Sekedar diketahui, wajib kemas minyak goreng ini merupakan bagian dari program strategis pemerintah untuk meningkatkan penggunaan produk dalam negeri, serta mendorong masyarakat untuk mengkonsumsi minyak goreng dengan mutu yang terjamin.
Meski demikian, Menteri Perdagangan Enggartiasto Lukita pernah menyatakan, pihaknya belum menyiapkan sanksi khusus jika peredaran minyak goreng curah masih ada di pasar. Pihaknya berharap sosialisasi bahaya penggunaan minyak curah bisa sampai kepada masyarakat.

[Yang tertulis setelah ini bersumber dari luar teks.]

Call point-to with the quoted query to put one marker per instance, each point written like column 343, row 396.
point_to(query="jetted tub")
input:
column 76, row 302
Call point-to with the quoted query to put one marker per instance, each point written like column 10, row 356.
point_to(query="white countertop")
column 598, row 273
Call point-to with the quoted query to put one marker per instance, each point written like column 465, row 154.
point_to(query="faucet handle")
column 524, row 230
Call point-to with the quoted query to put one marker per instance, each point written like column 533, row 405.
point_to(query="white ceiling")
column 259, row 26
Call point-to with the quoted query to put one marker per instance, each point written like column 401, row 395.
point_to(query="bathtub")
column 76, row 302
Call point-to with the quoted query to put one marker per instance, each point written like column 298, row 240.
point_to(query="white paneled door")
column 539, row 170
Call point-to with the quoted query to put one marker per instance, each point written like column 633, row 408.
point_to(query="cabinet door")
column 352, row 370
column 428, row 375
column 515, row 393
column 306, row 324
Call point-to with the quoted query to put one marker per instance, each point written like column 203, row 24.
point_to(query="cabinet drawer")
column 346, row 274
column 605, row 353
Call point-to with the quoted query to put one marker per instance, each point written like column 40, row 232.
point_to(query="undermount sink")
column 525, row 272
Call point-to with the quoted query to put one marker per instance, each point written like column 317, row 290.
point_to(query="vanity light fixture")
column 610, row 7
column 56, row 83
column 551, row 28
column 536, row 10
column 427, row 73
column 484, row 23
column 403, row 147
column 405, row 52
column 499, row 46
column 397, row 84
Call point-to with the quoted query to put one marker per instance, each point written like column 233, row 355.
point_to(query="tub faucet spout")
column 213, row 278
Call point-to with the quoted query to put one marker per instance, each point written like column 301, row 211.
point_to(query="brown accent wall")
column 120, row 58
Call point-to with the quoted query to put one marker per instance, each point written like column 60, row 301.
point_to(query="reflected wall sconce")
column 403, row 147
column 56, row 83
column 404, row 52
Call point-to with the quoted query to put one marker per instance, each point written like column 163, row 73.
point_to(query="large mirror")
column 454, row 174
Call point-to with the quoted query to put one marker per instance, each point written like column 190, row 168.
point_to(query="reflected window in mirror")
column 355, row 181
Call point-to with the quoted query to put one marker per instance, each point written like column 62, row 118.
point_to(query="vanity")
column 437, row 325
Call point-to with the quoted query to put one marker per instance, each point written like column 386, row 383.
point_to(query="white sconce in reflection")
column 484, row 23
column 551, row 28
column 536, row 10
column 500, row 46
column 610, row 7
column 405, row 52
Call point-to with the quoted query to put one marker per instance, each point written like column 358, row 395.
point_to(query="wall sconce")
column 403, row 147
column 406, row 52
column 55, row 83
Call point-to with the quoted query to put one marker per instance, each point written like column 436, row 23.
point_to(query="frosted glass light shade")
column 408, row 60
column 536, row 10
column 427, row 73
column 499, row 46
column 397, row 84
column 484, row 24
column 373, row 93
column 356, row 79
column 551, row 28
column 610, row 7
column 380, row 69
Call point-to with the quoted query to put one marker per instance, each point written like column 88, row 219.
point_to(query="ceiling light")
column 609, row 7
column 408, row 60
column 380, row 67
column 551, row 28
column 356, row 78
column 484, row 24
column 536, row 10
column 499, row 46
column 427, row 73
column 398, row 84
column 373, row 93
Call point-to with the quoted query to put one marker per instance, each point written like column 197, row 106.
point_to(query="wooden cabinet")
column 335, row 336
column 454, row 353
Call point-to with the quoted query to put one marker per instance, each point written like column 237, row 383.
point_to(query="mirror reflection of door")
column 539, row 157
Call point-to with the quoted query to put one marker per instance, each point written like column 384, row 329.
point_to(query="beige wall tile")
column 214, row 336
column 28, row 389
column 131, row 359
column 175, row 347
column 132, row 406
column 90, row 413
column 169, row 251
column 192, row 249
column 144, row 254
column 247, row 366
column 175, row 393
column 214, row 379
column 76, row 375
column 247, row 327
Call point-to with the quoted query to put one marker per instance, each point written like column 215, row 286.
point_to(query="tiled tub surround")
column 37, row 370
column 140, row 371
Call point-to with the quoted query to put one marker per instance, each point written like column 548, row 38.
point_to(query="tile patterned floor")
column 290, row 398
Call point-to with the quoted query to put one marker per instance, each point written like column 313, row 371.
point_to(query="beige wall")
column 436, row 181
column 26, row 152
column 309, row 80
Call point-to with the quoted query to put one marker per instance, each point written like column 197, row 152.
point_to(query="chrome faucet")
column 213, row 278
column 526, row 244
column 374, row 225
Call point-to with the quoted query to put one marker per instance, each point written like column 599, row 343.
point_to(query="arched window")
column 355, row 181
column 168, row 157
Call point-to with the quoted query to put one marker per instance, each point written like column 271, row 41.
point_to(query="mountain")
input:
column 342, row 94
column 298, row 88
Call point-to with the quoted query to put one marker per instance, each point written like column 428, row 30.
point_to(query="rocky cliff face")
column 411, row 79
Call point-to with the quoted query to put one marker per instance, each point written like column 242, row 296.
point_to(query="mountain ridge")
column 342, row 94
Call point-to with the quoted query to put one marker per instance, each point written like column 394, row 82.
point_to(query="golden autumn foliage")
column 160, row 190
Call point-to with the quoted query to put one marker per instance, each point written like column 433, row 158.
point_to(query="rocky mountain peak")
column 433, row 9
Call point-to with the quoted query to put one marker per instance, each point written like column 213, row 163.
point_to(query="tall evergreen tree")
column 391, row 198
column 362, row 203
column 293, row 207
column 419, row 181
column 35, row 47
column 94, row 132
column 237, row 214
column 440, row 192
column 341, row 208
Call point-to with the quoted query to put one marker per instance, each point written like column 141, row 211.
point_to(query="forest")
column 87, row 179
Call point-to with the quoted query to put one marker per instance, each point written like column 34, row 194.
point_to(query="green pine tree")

Baca juga: Permudah Akses Harga Murah, Mendag 'Jodohkan' Alfamart dengan Warung Kecil
Di sisi lain, produsen juga diharapkan menjual minyak goreng dalam kemasan dengan harga yang ditetapkan pemerintah. Di mana Harga eceran tertinggi (HET) untuk minyak goreng kemasan Rp11.000/liter, namun pemerintah mematok harga Rp8.000/liter agar terjangkau masyarakat.
"Alasan utama (wajib minyak goreng kemasan)adalah kesehatan. Minyak goreng curah tidak ada jaminan kesehatan sama sekali," kata Enggar di Sarinah, Jakarta, Minggu (6/10/2019).